68 kuşağı olarak bilinen, ABD ve Avrupa’da yaşanıp ülkemize yansıyan Liberal gençlik hareketi, farklı ülkelerde çok farklı yöntemlerle toplumsal, siyasal değişimlere yol açmış ve yüz yılımızın tarihine damga vurmuştur. Vietnam savaşına ve ırkçılığa karşı çıkan Amerika’nın gençleri, aydınları toplumsal dinamikleri iyi örgütlemiş dönemin başkanını yerle bir etmiştir. Burjuva diktatörlükleri, Sosyal-Liberallerle iktidarlarını paylaşmak zorunda kalmış, bu irade müdahale kapitalist üretim ilişki ve çelişkilerinin geleceğine damga vurmuştur. Bu gelişmeler Avrupa’da daha farklı yaşanmış, Paris sokakları yeni bir kuşağın gelmekte olduğunu haber vermeye başlamış, Avrupa’daki bu gençlik hareketleri Sosyalistlerin iktidarlara gelmelerine yol açmıştır.
AB ve Avrupa Parlamentosunun oluşması, demokratik toplum düzeninin yeniden kurulmasına yansımış, artık kıta Avrupa’sında burjuva diktatörlükleri yerini Sosyal-Liberal politik iktidarlara bırakmıştır.
Sosyal-Liberalizm nedir? Burjuva yönetiminin ve demokratik işleyişlerin, demokrasi içinde şekillenmesidir. Özellikle iktidarların değişmelerinde çatışmaların yaşanmadığı, kanunların anayasal ve demokratik temayüllere göre düzenlendiği, katılımcı demokratik toplumsal sistemdir. 68 kuşağı ABD’de savaş makinesi, ırkçı Pentagon politikalarını değiştirmiş, Avrupa’da ise AB nin kurulmasına ve yeni bir Demokratik toplum düzeninin oluşmasına önderlik yapmışken, ülkemizde ne olmuş?

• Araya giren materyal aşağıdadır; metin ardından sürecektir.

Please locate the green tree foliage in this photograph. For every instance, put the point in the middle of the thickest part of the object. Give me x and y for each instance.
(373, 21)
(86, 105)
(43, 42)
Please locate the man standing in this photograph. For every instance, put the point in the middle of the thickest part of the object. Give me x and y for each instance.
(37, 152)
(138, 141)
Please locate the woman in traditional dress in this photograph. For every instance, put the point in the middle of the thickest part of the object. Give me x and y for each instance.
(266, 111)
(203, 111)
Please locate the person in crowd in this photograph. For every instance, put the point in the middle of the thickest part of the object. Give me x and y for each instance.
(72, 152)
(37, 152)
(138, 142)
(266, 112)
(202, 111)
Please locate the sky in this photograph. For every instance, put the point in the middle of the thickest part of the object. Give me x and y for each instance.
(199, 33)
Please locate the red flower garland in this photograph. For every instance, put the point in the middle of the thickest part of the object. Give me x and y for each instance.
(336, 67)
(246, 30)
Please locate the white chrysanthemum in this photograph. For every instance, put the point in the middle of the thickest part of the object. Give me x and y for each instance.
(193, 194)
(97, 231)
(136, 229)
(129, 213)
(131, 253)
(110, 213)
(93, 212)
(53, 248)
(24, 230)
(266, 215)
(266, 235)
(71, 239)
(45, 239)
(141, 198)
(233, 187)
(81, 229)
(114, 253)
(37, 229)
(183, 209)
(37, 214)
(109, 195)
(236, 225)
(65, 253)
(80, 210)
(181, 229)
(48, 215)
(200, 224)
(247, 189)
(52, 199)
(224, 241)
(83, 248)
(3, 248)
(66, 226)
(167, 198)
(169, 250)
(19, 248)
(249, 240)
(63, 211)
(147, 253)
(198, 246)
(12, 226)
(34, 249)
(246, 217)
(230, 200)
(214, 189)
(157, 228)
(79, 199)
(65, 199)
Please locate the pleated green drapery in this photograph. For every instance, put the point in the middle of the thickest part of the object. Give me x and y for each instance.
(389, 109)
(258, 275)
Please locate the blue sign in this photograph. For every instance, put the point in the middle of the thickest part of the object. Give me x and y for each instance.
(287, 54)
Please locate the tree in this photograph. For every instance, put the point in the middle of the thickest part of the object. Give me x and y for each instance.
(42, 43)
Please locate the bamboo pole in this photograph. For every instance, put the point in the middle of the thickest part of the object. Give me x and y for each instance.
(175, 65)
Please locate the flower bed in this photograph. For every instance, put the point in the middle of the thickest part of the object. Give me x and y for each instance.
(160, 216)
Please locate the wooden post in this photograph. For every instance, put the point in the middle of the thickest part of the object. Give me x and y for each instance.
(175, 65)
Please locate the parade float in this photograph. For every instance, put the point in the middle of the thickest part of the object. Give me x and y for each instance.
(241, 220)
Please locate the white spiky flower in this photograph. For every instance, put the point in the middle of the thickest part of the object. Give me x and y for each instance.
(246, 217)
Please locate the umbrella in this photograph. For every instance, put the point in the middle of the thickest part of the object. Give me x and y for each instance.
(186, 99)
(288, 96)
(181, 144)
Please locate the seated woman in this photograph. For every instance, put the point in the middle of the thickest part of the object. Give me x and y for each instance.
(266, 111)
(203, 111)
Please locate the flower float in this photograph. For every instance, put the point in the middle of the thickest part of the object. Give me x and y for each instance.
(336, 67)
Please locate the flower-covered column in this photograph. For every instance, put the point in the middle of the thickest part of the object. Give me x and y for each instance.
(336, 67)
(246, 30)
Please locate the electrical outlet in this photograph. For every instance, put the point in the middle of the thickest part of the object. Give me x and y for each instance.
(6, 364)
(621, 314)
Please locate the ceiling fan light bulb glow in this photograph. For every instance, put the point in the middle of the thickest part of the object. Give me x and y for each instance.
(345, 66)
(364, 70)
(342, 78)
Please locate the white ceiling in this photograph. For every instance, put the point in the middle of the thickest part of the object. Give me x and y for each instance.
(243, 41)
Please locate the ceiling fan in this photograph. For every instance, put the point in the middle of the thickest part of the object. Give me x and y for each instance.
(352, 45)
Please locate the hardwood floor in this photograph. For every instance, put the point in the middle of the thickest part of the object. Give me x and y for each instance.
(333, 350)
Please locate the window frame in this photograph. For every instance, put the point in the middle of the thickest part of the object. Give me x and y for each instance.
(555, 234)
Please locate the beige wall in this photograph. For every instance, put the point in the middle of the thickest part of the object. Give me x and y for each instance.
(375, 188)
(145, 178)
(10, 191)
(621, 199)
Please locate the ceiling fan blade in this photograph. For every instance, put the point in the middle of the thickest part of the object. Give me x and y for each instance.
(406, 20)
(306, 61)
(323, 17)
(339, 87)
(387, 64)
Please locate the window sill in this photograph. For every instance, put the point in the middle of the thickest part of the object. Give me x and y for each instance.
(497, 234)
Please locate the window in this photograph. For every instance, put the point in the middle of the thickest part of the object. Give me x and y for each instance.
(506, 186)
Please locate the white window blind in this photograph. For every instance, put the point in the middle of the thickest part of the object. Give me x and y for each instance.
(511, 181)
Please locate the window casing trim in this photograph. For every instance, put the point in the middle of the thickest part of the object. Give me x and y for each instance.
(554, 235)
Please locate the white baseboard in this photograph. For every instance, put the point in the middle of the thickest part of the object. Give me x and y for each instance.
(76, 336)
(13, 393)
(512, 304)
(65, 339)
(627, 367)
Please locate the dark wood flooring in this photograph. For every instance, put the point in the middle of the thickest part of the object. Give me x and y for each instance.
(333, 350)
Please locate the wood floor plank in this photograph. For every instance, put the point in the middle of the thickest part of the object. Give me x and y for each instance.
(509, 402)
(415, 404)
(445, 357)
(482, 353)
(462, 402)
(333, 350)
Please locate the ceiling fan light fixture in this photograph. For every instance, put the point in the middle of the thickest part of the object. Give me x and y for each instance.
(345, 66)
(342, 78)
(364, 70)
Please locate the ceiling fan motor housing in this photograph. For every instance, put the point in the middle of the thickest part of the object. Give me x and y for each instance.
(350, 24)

1968 kuşağı devrimci gençliğinin ülkemizdeki macerası çok daha farklı gelişmiş, bugünlere miras kalan toplumsal devinimlerin temellerini oluşturmuştur. Türkiye 1968 devrimci gençliğinin eylemliliklerinden en dinamik bir şekilde etkilenen ülkelerin başında gelmektedir. Dev-Genç ve onun lider kadrolarının verdiği mücadelelerinin istikameti devletin yeniden Reorganizasyonuna neden olmuş, yeni bir merkezi otorite ortaya çıkmıştır.
1970’li yıllara gelince, 68 kuşağı devrimci hareketleri yeni bir düzen ve iktidar önermesiyle politik savaşımına girişmiş, 12 Mart açık faşist cunta ile girişilen hesaplaşmada fiziki yenilgiye uğramış, lider kadroları öldürülmüştür. Özellikle Mahir Çayan, Deniz Gezmiş ve İbrahim Kaypakkaya’nın politik çizgisi, günümüz sol, sosyalist hareketlerinin de esin kaynağıdır.

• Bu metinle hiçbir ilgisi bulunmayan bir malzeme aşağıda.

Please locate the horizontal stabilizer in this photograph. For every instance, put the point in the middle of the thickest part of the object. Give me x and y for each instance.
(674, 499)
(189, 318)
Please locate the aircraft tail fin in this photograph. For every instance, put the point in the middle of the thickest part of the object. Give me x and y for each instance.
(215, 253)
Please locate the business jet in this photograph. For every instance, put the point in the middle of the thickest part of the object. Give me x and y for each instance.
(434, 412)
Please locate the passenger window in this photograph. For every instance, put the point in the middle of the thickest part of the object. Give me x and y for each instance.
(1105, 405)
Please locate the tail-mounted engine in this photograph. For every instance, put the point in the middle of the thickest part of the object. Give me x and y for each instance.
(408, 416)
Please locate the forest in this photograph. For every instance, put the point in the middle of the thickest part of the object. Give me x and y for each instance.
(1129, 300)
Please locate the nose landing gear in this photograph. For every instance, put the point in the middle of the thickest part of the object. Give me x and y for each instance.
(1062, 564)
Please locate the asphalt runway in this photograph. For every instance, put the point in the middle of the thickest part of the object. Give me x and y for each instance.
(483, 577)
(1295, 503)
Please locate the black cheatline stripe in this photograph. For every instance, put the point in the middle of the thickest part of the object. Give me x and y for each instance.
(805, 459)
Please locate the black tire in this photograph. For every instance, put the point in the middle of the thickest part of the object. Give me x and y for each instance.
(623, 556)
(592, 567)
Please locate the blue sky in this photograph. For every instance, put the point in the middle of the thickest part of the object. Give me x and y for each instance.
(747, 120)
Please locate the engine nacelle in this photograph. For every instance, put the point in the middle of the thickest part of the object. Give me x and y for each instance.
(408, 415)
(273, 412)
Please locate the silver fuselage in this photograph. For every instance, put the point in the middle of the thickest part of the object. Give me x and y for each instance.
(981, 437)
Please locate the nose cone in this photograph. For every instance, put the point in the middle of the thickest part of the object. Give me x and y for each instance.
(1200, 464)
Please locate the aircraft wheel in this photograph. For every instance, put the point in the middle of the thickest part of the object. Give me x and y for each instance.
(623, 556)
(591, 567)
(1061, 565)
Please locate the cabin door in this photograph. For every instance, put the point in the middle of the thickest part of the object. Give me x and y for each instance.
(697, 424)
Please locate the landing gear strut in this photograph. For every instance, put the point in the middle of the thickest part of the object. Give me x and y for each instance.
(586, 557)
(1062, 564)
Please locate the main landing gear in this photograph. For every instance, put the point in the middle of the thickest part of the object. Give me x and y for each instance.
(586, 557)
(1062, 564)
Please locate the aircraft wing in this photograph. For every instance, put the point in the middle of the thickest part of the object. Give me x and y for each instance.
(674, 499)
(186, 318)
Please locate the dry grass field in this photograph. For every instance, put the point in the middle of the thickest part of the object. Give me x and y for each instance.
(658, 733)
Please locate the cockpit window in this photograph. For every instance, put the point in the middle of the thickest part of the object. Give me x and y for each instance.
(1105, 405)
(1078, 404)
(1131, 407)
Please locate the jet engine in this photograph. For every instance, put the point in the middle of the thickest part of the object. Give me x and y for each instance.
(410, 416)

1968 devrimci gençliğinin hareketi ABD ve Avrupa’da değişimlere neden olurken, Türkiye’de ağır yenilgiyle karşılaşmış, merkezi otoritenin Faşist yüzünü ortaya çıkarmıştır.

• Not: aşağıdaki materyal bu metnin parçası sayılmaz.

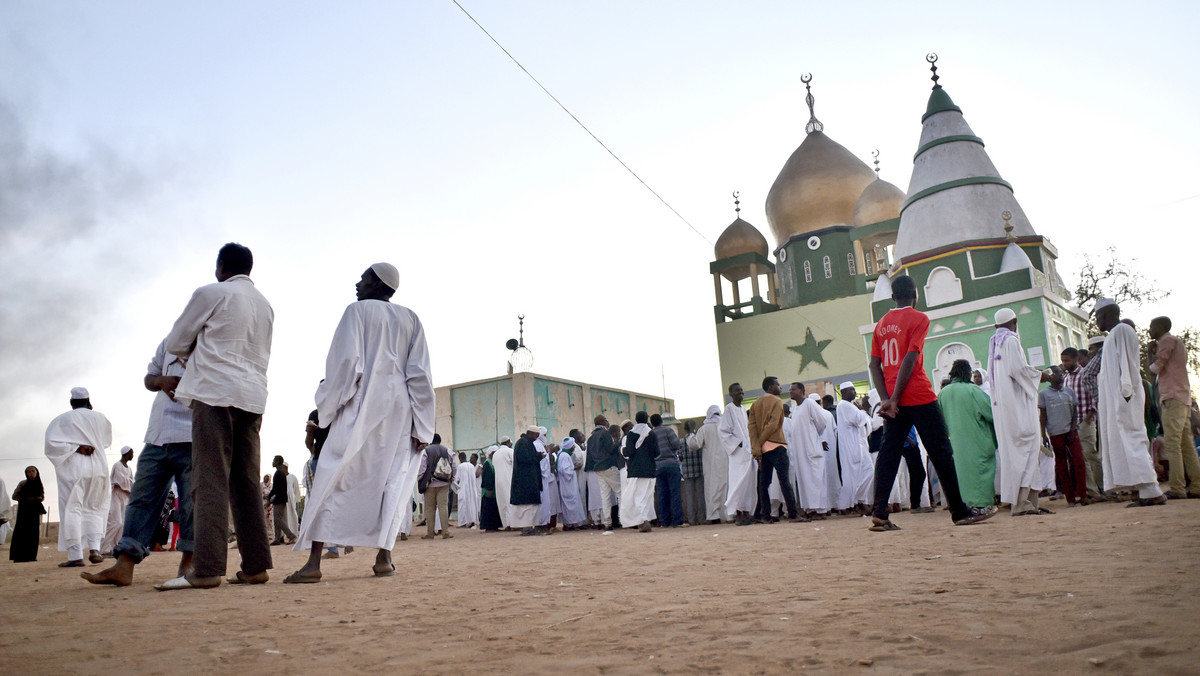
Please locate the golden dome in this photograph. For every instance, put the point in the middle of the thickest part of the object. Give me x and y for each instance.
(817, 187)
(880, 202)
(741, 238)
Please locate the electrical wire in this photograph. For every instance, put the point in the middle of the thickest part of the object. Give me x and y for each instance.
(585, 127)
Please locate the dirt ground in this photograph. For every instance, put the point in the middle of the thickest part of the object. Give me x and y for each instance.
(1099, 588)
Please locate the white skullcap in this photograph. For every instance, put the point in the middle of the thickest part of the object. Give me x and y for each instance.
(388, 274)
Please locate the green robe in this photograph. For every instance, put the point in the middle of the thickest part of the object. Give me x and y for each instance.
(967, 413)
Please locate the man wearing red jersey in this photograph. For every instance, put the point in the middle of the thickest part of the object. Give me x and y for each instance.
(898, 368)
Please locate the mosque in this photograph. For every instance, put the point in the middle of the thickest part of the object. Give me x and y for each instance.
(843, 234)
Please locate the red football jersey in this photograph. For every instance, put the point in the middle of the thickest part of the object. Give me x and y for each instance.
(900, 331)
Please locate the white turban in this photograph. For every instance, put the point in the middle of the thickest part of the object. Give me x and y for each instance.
(388, 274)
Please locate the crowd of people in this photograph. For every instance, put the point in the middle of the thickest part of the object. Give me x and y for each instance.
(990, 437)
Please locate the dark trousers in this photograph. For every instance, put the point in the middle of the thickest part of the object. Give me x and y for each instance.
(157, 466)
(1068, 465)
(775, 461)
(669, 495)
(916, 473)
(225, 477)
(931, 428)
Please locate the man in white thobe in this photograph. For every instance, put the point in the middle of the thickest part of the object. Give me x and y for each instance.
(715, 464)
(121, 483)
(378, 398)
(468, 497)
(807, 424)
(733, 430)
(1014, 401)
(1125, 447)
(829, 442)
(503, 464)
(76, 443)
(857, 470)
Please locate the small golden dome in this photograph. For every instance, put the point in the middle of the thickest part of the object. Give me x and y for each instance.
(880, 202)
(741, 238)
(817, 187)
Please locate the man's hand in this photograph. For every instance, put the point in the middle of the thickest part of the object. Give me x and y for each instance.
(889, 408)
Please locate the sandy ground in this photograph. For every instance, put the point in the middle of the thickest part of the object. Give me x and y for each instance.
(1089, 590)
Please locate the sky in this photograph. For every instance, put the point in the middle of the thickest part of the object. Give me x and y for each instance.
(136, 138)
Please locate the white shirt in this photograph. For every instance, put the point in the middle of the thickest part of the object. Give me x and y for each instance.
(226, 334)
(171, 422)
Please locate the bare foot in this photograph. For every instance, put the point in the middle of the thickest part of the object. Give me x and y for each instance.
(120, 574)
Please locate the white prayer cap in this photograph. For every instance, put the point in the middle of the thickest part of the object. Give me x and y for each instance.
(388, 274)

1978 kuşağı olarak bilinen bizim kuşak, tamamen 68 kuşağının politik çizgisinden etkilenmiş onların devamı olmayı, O liderlerin izleyicileri olmayı olmazsa olmaz olarak görmüşüz. Günlük politik gelişmelere göre hareket etmişiz, alternatif yaşam biçimlerinin tabana yayılmasının öncüsü olmuşuz, faşist hareketlerle ciddi çatışmalar yaşarken bir yandan da direniş komiteler kurarak “komünal” hayat önermesini yeni yaşam biçimi haline getirmişiz. 1977 den 1980’nin 12 Eylül’üne kadar 3 yılda milyonları etkileyen komünal yapılarla, direniş ve halk komiteleri kurarak teori ve pratiğin tezatlı lığı tüm zorluklara rağmen uygulamışız, Türkiye’nin tüm yerlerinde halkın kendi kendilerini yönetecekleri alternatif gelecek iktidar örnekleri göstermişiz ve bu deneyimi gelecek kuşaklara miras olarak bırakmışız. Türkiye’de demokrasi ve halk iktidarı adına uygulanan gerçek demokratik birikim, Fatsa’da kurulan Halk komiteleridir. Fatsa örneği nedir?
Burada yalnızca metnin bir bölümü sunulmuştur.